Back in the days before I met my husband, and was wondering if any one would ever want to marry me, I remember being told: “God will give you the desires of your heart,” and “if God gave you the desire he will fulfil it.”
After I heard that, I spent ages trying to work out if the desire for a husband was one that was from God, or not. After all, if it was actually from God then I would get it. Wouldn’t I? I guess in my mind it was almost like having a crystal ball, work out if the desire is from God or not, and you have figured out your future.
I guess the people who were saying these things were trying to be helpful. But they really weren’t that helpful to me.
Now I know that God can and will fulfil our deepest desires, (it says so in the bible, after all) but was the desire for a husband really my deepest desire, or the desire or was it the desire to be loved?
Many Christian counsellors agree that God does put in our hearts the desire to be loved, and the desire to be significant. The thing is, ultimately the only one who can fulfil those desires is him. He does give us thiste desires of our hearts, but just not always in the way we want him to.
Another well intentioned thing I was told, whilst I was single, was to seek God and then a husband would come along. What a load of poo! If this was true then how come there are holy people who never get married and awful people who manage to find a husband.
I don’t think the people who say these things realise the damage they are doing with these words. It made me question my own spirituality, as if the reason I hadn’t met someone yet was because I wasn’t holy enough yet, making me doubly insecure. I don’t think the popular quote “a woman’s heart should be so lost in God that a man has to seek God to find her.” Please be really careful about saying this one, because I know it’s one of those things that sounds really spiritual, after all, we all need to get closer to God. But please never make anyone feel like the reason they are single is because they aren’t holy enough.
Finally, this is one I had never personally heard (thankfully) but that seems to have become popular recently, I have seen it floating around the internet. And that is……….. Just Wait For Your Boaz. This is eisegesis (reading into the text something that was never there, (yes, I went to bible college and know long words!)) in the worst possible form! It makes absolutely no sense in the context of the story, to the point where I pull out my hair just wondering where this phrase could have possibly come from!
It’s taken from the book of Ruth. She is a widow, who moves with her mother in law, Naomi (also widowed) to her home country, a land Ruth has never been to before. These two women are destitute to the point where the only way they can feed themselves is by picking up grains that have been dropped by the farm workers. (Something which is outlined in books of the law.) Fortunately Naomi has a single, rich, relative named Boaz.
Now, after hearing that you might think that Boaz swept in and swept Ruth of her feet.
He didn’t. He was kind to her, but in no way did he sweep her off her feet.
Naomi had to tell her to get tarted up, put on some perfume, and then literally climb into his bed and lay at his feet, before he made the offer of marriage.

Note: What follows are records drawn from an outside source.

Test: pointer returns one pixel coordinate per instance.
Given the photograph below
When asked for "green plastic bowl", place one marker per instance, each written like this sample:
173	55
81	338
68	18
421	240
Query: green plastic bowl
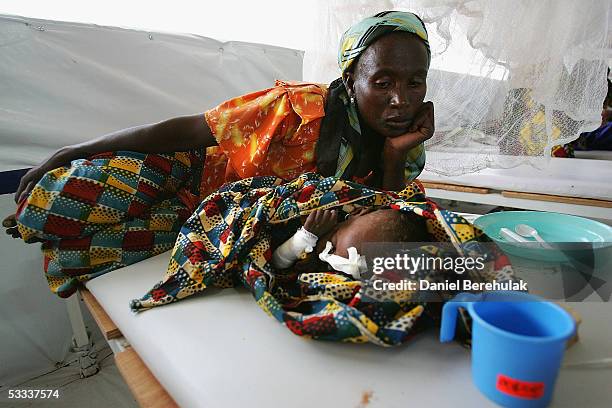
567	234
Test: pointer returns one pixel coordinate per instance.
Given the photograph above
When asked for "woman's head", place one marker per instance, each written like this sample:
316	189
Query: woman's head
384	61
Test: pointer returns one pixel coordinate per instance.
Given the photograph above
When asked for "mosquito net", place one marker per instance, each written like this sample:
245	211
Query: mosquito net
510	80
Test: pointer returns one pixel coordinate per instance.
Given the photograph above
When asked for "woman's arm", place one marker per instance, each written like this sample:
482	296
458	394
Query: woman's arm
172	135
396	149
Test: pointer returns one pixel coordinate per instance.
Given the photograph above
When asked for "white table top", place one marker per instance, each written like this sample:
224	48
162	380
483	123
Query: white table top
221	350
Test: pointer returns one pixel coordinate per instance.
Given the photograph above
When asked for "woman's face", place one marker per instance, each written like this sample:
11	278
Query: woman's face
388	83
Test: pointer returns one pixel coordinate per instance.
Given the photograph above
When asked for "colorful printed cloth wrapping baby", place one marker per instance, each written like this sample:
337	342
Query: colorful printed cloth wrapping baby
229	240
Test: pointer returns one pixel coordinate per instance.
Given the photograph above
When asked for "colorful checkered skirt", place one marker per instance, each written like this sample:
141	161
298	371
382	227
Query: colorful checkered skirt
106	212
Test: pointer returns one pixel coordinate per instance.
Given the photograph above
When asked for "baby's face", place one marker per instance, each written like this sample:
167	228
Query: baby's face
356	231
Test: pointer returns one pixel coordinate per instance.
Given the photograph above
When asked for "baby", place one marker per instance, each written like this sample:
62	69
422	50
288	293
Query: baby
323	241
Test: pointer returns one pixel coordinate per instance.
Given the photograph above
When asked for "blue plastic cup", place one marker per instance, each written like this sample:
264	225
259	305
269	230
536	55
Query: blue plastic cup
518	341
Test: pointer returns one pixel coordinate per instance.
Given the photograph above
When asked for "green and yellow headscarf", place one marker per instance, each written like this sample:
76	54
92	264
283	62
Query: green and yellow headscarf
339	146
357	38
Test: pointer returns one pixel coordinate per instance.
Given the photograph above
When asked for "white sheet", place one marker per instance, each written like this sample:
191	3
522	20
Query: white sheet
221	350
62	83
558	176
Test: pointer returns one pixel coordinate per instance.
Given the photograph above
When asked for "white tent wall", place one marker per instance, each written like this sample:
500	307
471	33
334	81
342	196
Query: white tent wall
34	328
62	83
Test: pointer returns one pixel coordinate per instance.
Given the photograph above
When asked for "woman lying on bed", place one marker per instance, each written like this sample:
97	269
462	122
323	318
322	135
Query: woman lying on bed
116	200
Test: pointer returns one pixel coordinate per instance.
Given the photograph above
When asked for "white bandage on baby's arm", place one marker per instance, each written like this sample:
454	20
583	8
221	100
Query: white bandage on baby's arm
301	243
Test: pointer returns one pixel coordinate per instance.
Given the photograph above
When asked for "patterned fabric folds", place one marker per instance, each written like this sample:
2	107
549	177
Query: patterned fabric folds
229	241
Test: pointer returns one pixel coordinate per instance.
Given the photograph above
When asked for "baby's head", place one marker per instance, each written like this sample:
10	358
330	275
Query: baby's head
385	225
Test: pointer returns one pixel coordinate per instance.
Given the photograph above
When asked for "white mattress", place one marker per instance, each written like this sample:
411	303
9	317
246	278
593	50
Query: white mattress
221	350
586	178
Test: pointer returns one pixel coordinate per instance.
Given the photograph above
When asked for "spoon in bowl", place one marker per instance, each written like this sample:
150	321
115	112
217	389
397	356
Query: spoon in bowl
525	230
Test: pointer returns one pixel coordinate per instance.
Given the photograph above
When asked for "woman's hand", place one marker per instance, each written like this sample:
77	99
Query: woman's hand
422	128
320	222
395	149
60	158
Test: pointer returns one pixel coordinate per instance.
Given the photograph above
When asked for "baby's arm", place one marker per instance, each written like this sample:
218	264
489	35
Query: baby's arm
317	224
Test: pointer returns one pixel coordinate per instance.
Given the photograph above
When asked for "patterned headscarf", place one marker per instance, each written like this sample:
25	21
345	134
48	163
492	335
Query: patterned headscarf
357	38
339	148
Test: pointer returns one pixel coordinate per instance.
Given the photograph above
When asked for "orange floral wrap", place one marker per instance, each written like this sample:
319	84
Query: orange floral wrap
272	132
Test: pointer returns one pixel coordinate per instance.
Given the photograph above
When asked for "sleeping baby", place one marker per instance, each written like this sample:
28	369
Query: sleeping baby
323	242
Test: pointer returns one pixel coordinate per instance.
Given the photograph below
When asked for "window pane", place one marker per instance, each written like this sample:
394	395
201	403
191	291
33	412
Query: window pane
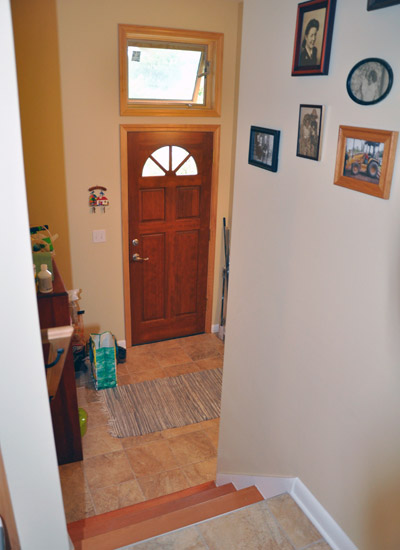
178	155
150	168
188	169
162	156
163	74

I can’t see how climbing into someones bed to seduce them could ever be described as waiting for them! How can anyone claim the phrase wait for your Boaz, like it’s a beautiful thing, when Ruth never waited for her Boaz!
She was married previous, to man we’ve no reason to believe she didn’t love, and then lived in tough conditions with her mother in law and then finally had to climb into bed with a man in order to seduce him!

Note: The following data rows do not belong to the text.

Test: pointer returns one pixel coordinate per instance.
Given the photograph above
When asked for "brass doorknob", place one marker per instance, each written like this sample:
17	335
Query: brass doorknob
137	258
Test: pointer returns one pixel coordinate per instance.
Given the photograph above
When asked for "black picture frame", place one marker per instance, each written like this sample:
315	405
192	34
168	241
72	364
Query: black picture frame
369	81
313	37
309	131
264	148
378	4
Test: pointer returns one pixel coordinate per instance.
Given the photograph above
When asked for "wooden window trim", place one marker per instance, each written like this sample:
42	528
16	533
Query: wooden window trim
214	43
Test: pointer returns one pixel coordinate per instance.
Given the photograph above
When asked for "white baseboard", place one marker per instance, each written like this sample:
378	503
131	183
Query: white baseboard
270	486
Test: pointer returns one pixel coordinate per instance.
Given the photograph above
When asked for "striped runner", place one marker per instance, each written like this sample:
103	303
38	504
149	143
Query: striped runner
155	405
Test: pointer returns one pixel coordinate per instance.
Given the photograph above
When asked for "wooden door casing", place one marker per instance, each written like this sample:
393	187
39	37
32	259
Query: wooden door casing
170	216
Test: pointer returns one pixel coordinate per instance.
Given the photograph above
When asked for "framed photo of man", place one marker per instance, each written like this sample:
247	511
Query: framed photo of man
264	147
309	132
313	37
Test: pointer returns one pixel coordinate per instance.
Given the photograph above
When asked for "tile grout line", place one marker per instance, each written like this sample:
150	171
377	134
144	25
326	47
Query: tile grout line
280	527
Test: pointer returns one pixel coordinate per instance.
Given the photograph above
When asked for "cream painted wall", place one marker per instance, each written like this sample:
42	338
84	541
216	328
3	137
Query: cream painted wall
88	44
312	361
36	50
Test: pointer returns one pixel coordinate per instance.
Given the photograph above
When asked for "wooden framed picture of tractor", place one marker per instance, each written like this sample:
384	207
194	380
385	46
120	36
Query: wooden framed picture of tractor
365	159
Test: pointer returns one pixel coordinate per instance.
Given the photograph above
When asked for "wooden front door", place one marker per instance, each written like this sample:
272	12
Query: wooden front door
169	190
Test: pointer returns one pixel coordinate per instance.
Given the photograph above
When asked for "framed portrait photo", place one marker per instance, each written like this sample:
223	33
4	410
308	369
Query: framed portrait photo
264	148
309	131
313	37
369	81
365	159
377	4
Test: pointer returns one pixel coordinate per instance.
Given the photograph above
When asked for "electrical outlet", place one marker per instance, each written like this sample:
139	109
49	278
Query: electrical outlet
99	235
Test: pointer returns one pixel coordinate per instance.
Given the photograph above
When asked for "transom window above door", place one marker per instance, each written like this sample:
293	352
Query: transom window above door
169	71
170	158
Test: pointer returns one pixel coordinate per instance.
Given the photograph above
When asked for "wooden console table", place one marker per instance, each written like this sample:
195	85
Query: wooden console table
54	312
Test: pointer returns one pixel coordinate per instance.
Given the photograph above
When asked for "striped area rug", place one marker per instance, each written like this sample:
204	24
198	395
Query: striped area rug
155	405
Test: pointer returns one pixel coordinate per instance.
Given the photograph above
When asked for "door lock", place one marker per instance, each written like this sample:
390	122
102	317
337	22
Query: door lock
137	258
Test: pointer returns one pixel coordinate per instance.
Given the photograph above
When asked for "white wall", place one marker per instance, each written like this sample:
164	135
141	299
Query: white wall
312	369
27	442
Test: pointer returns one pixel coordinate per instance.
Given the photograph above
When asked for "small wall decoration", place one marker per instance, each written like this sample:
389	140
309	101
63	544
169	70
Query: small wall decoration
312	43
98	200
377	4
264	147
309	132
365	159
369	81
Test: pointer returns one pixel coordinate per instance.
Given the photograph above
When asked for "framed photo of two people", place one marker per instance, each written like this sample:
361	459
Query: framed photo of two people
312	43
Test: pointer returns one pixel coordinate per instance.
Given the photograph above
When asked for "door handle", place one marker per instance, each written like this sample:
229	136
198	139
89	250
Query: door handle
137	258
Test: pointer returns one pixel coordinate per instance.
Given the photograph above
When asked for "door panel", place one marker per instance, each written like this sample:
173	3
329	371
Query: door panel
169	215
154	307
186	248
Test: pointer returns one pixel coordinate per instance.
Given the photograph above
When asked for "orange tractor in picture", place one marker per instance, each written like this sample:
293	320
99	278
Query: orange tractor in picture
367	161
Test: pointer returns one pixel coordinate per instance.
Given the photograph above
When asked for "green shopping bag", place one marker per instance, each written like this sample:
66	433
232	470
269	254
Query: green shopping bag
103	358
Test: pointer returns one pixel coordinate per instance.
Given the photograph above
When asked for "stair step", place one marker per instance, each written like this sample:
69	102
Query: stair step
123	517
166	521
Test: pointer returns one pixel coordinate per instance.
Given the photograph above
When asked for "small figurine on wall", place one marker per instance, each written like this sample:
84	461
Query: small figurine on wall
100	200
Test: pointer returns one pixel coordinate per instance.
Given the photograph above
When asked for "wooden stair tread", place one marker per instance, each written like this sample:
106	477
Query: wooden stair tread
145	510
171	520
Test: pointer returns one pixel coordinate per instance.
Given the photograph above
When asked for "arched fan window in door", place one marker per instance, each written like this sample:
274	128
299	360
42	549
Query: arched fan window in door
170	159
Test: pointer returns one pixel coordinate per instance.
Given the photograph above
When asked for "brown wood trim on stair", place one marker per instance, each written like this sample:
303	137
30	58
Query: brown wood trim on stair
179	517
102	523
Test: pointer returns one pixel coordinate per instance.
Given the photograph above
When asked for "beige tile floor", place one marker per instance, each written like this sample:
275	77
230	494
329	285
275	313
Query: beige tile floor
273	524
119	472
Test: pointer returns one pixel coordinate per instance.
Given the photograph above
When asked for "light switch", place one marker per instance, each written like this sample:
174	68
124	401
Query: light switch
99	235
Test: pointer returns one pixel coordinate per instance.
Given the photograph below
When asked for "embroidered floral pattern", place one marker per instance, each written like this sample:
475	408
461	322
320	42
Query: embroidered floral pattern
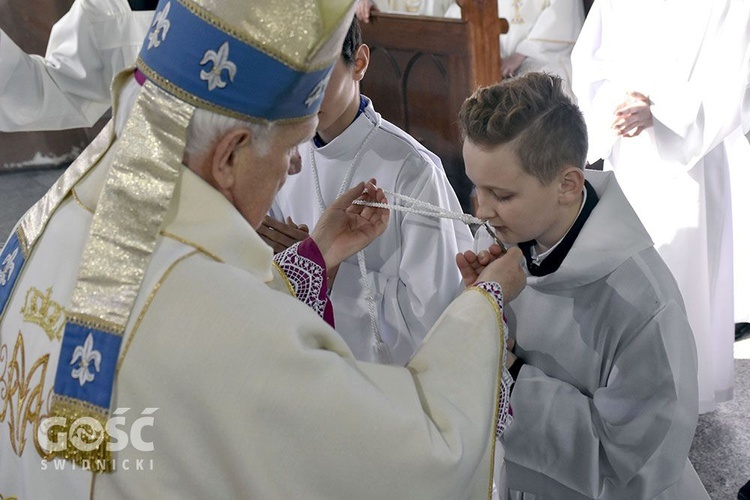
7	267
305	275
316	92
220	62
161	27
86	354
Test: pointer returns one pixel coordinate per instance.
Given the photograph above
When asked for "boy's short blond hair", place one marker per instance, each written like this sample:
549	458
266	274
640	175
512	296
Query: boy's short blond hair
533	112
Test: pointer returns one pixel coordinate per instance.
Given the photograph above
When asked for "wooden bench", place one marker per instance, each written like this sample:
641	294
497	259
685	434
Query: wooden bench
423	68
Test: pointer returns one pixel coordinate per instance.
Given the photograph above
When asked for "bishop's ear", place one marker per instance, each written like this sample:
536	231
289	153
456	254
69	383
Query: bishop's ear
571	184
228	155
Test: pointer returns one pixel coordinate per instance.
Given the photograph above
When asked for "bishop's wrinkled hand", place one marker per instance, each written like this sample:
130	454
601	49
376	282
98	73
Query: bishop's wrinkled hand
344	228
280	235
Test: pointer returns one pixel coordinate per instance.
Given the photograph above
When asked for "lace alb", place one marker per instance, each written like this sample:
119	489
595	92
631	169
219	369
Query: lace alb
379	347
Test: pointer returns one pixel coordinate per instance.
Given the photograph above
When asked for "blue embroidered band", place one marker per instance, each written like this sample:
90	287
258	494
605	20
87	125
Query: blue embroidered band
11	263
86	371
225	70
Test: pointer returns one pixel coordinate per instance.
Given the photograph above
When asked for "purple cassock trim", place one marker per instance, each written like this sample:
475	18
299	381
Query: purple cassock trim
304	267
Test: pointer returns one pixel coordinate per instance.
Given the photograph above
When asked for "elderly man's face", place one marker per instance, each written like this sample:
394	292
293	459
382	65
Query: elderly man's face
261	176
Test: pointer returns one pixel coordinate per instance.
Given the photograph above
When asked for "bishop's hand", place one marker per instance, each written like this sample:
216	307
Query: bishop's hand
344	229
280	235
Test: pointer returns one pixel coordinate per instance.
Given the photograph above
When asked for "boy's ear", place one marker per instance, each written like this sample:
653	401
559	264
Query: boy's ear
571	184
226	156
361	62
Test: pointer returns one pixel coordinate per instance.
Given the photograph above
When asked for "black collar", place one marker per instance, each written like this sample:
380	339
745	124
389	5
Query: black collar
554	260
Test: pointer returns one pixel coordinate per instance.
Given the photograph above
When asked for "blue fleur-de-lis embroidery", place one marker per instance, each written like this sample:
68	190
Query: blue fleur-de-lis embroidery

This phrase is so nonsensical, but the strange thing is women even bizzarly believe it, and then take is so out of context that they seem to think it means they should just sit around waiting for a husband! Ruth didn’t sit around waiting. She was proactive.*
The truth of the matter is that not every will get married. I know that’s a really sad thing to say and hear, and one that I had to wrestle with when I was single. But unfortunately, it’s the truth.

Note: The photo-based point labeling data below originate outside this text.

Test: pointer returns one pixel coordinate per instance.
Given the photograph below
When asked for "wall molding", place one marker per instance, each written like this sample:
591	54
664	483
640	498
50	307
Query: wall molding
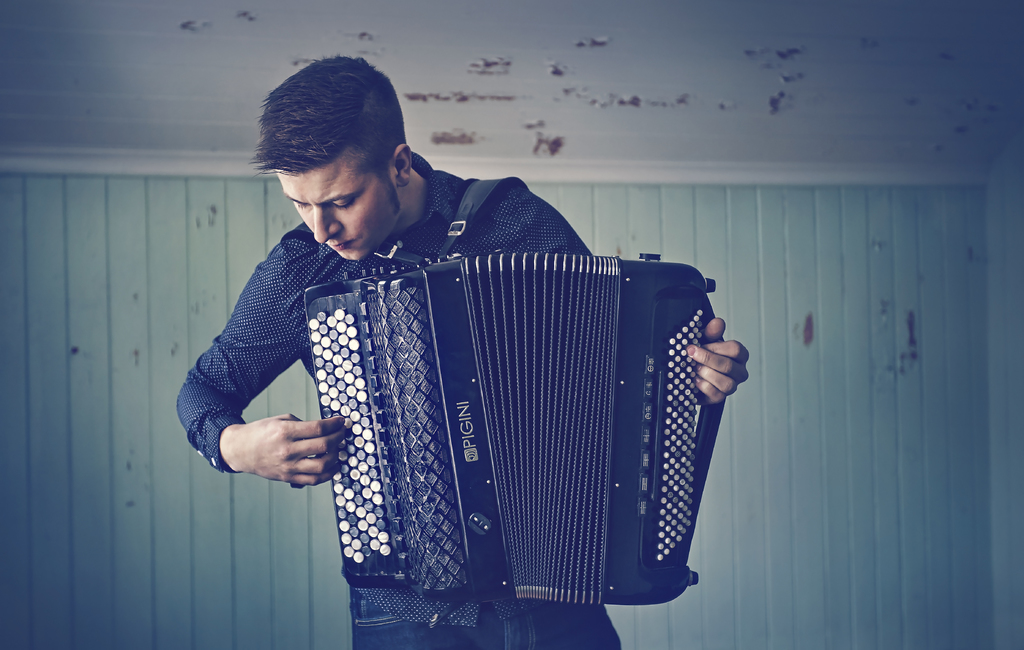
168	163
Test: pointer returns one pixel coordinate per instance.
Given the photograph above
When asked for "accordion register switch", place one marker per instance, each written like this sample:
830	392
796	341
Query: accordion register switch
520	426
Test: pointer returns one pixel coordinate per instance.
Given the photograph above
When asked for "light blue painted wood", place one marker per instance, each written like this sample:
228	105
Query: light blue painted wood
748	434
246	239
775	338
715	517
979	389
887	533
933	362
289	507
167	228
89	397
212	595
909	418
805	421
576	202
829	335
610	223
49	444
856	307
961	442
15	540
130	456
679	228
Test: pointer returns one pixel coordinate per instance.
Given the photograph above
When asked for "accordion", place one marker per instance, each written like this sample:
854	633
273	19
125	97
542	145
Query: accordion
522	426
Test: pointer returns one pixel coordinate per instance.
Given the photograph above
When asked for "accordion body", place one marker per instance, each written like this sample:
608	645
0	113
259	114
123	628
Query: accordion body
523	426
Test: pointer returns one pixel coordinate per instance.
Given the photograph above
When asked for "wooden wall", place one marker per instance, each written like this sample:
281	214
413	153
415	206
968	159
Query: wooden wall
1006	313
847	506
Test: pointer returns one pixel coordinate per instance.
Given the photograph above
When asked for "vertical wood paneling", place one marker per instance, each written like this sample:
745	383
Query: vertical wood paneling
857	309
747	431
961	443
715	520
805	421
130	400
979	388
847	505
169	360
246	236
679	229
909	433
933	365
888	596
15	554
49	444
775	335
90	413
829	335
577	205
289	507
212	602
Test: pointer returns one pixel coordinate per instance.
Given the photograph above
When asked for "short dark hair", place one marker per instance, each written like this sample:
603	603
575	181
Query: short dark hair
332	106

God never promised us a spouse. But he did demonstrate his love for us in dying for us. And that is the greatest love you can ever know.
I know when everyone around you is getting married, it can seem so like a lame consolation prize. But it’s not, its the best love you can ever experience, its a love that will never let you down and a love that will last forever. Please, try and grasp hold of this whether you are single or not, and please never make someone who is single feel as if they are somehow worth less, whether intentionally or not. That just is not true.
Feel free to share your thoughts on this, or any weird things you have been told.
*Please don’t think I’m telling you to do what Ruth did, it prabably wont end well!